There are two distinguishing things about World’s Most Orneries. First, there’s the size. The grid is 25×25, which is larger even than the Sunday puzzle in the New York Times. The makers of Games Interactive decided not to fit this all onto the screen at once, instead making it scroll vertically, even though they really didn’t need to. Even under the constraints of the game — running at 640×480 resolution, with a 43-pixel header and a 50-pixel footer — there’s room enough for 25 rows of 15-pixel squares, which is large enough to hold the font used for the clues, along with a black line separating rows and a two-pixel margin. As it is, we instead have 19-pixel squares. 25 rows of 19 pixels takes 475 pixels. So perhaps 19 pixels was chosen because it’s the largest size that they could use and still fit an entire World’s Most Ornery Crossword on a 640×480 screen. If so, it’s too bad they messed it up by using up vertical space with headers and footers.

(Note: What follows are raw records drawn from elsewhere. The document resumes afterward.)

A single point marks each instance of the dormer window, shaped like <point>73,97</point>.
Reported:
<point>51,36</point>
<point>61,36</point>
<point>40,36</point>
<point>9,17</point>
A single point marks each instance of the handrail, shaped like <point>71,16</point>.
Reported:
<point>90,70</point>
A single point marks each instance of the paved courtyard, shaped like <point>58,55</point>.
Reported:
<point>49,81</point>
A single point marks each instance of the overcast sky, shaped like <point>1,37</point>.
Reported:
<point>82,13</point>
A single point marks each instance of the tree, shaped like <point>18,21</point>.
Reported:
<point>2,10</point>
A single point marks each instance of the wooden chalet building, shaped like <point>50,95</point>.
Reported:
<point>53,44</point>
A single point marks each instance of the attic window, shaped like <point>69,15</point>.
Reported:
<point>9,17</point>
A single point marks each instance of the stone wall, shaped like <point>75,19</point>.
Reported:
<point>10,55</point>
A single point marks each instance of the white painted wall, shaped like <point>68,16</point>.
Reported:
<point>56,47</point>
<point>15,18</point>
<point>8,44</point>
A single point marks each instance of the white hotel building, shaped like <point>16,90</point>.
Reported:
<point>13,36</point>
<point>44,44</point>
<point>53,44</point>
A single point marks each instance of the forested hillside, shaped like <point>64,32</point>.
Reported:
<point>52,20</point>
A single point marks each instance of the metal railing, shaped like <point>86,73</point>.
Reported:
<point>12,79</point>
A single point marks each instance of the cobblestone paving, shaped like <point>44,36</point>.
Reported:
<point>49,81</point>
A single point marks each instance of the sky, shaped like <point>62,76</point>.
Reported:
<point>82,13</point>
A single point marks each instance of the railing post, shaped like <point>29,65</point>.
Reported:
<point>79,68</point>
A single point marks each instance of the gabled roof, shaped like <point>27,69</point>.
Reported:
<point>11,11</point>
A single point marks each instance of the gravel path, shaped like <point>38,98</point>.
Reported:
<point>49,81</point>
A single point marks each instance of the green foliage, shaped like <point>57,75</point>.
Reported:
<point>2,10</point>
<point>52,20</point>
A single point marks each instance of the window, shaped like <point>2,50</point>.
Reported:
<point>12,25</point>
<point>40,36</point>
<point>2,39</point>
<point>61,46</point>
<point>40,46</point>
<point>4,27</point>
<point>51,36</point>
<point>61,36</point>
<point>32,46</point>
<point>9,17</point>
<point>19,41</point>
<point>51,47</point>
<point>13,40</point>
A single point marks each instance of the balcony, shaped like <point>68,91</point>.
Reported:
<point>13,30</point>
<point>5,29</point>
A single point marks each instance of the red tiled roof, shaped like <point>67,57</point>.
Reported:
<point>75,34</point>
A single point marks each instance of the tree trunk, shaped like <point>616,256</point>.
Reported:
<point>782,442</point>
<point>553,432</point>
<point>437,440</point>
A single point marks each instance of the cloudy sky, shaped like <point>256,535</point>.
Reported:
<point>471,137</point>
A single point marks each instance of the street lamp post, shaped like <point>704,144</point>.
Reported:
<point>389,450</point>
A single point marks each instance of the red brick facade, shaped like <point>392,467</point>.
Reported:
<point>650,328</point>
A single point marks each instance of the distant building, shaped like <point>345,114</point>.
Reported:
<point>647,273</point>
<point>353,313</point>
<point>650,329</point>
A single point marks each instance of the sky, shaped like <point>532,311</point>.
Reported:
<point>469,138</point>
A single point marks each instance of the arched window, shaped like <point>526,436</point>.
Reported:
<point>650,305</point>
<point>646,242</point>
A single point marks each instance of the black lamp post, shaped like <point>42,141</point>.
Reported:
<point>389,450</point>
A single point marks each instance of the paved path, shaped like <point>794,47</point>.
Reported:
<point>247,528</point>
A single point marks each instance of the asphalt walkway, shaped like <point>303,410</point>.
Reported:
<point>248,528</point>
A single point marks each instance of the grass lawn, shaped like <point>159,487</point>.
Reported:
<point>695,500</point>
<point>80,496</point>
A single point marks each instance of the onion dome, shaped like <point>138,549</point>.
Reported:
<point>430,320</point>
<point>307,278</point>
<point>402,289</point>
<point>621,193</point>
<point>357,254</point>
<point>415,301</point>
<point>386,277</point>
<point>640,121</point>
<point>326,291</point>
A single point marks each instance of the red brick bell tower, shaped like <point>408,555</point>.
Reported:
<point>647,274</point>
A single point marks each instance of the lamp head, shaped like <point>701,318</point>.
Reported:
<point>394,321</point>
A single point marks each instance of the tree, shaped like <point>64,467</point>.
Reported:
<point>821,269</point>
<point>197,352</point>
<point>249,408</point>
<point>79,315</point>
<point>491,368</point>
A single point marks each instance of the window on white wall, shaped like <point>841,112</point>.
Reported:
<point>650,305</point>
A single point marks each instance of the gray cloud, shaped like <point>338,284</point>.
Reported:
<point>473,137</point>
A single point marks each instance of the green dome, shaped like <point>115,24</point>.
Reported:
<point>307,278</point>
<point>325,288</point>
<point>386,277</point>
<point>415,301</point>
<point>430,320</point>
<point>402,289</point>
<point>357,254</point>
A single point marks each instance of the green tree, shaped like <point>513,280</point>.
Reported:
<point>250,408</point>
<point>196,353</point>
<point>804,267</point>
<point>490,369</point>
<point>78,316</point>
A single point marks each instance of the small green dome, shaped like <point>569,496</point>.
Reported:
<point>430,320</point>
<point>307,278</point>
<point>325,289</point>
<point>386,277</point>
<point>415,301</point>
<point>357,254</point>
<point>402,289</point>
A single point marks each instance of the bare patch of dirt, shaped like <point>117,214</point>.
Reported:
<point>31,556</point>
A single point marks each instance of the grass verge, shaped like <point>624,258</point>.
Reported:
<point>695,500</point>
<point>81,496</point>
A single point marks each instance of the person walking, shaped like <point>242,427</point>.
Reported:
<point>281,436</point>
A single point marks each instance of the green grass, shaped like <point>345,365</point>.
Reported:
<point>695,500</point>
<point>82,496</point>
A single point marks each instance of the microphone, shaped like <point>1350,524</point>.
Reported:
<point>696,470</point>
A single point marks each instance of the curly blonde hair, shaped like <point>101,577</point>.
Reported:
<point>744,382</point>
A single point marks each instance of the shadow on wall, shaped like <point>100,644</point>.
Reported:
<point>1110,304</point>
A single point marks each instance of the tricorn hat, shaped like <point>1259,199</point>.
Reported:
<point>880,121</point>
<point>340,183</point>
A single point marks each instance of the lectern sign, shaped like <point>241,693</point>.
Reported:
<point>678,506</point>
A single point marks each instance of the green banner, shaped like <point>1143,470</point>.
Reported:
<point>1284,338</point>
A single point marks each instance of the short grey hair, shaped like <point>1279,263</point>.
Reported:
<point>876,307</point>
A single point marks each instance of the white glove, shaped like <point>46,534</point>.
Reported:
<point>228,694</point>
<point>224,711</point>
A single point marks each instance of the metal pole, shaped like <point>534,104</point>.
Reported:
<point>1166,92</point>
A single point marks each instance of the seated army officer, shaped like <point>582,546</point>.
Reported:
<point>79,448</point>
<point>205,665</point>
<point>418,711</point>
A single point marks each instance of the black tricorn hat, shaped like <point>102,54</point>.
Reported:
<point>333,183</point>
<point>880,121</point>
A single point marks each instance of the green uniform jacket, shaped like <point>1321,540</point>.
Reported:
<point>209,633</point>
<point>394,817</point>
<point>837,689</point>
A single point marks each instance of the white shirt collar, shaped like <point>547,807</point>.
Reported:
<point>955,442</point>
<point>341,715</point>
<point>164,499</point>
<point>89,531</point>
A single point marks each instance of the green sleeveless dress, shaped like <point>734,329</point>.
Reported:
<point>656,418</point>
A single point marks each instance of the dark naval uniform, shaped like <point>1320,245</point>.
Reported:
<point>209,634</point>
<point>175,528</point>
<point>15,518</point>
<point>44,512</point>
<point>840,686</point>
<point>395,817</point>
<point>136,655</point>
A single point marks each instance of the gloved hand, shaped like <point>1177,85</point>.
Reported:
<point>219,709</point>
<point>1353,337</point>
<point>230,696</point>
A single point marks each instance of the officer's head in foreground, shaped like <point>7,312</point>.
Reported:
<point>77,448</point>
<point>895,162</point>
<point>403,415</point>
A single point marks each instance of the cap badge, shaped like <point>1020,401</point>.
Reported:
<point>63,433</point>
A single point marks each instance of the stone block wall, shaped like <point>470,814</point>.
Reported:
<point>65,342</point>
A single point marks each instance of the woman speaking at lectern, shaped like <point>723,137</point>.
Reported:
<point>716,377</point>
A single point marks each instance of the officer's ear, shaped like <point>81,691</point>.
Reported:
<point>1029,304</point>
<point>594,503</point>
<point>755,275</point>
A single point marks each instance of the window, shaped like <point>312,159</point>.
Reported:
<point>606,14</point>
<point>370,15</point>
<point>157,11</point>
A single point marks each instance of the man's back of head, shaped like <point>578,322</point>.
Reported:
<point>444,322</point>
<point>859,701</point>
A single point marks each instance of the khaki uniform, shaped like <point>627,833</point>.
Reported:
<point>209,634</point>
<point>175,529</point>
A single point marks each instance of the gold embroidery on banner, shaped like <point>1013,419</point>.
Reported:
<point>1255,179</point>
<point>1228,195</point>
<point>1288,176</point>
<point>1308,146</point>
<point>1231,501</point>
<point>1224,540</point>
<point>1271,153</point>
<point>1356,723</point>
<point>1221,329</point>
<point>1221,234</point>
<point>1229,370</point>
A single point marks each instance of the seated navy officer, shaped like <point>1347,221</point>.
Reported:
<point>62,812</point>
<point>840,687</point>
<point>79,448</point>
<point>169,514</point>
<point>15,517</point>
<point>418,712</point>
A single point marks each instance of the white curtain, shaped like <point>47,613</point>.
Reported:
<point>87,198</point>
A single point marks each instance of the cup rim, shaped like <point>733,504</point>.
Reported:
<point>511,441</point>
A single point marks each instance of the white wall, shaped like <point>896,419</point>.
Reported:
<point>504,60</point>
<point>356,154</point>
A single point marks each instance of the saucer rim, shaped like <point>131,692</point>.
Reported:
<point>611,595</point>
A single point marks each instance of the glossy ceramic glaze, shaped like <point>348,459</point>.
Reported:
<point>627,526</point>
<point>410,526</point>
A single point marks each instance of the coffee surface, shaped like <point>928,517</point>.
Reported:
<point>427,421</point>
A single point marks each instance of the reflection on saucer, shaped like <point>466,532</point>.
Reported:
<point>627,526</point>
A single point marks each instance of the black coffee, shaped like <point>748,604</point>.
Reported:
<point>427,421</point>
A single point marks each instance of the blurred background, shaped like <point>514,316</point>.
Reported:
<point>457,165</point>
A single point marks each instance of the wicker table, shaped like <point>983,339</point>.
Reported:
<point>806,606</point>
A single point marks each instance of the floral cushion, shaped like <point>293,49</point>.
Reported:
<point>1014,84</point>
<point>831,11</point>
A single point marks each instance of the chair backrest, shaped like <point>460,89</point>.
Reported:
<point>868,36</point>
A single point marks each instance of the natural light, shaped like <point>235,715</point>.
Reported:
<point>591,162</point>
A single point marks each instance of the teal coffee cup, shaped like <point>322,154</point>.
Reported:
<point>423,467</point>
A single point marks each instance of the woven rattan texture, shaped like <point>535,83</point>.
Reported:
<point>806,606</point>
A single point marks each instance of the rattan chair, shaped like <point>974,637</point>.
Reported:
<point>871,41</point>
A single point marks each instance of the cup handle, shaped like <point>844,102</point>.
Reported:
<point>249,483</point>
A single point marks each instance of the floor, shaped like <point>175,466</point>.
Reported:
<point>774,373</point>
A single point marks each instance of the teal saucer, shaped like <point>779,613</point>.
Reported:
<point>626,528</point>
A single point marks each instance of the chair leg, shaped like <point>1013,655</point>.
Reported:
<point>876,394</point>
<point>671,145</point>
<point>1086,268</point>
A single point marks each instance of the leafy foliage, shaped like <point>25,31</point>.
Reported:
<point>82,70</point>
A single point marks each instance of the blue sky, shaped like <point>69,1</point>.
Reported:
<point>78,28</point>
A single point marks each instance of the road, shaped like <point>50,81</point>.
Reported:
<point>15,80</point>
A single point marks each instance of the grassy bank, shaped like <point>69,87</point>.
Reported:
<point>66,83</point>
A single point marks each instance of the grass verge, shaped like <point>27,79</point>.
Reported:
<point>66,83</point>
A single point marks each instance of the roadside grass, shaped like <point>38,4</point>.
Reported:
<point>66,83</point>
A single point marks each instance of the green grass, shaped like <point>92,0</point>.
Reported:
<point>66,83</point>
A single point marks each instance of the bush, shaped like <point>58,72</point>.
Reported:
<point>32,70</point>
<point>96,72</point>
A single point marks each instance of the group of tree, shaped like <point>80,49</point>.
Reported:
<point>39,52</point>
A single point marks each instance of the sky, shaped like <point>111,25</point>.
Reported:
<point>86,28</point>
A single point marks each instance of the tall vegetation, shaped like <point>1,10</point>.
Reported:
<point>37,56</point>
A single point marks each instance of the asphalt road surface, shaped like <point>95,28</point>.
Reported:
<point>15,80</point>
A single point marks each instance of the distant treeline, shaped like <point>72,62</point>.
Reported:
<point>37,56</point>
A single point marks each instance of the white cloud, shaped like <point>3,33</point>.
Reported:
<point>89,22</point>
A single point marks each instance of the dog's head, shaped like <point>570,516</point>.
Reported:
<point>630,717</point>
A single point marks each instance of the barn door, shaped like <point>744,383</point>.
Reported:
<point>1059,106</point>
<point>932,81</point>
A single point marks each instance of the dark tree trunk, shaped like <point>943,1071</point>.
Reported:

Selecting a word, whether with keyboard or mouse, automatically scrolls the grid to make the entirety of that word visible. This is fortunate, because the scrollbar is unreliable. Navigating between words with the arrow keys is also broken: trying to move up or down instead moves the cursor a bunch of spaces left or right. I haven’t probed this deeply, but I’m guessing that the navigation code is assuming a 15×15 grid, the size of all the easy crosswords in the collection.

The other distinguishing feature of the WMOC is that it has two sets of clues: the Hard Clues and the Easy Clues. In the magazine, the Easy clues were printed on half of an adjacent page, with the intent that you’d use the Hard clues by default and could switch to Easy by folding the page over. Resorting to Easy always felt a little like cheating, but it was at least a relatively honorable form of cheating. In Games Interactive, there’s a button for switching to Easy, but, interestingly, it only affects the currently-selected word, minimizing the cheat factor.

There’s another cheat mechanism shared by all the crosswords in the game: the Hint button, one of the few ways that the puzzles in this game benefit from being computerized. Pressing this button deducts a point from your score and reveals a random letter in the current selected word, possibly a letter you’ve already filled in correctly. I’ve resorted to requesting hints on a few occasions when the puzzles expected me to know the names of athletes or musicians, but it’s not clear to me if it hurts your score less than just getting a letter wrong. Anyway, even though Easy is cheaty, and the game treats it as such, it doesn’t consider it to be the same sort of cheaty as Hints. Easy doesn’t affect your score at all. The only motivation you have for not dropping down to Easy is your own sense of honor — which is the case for a lot of computer games, come to think of it.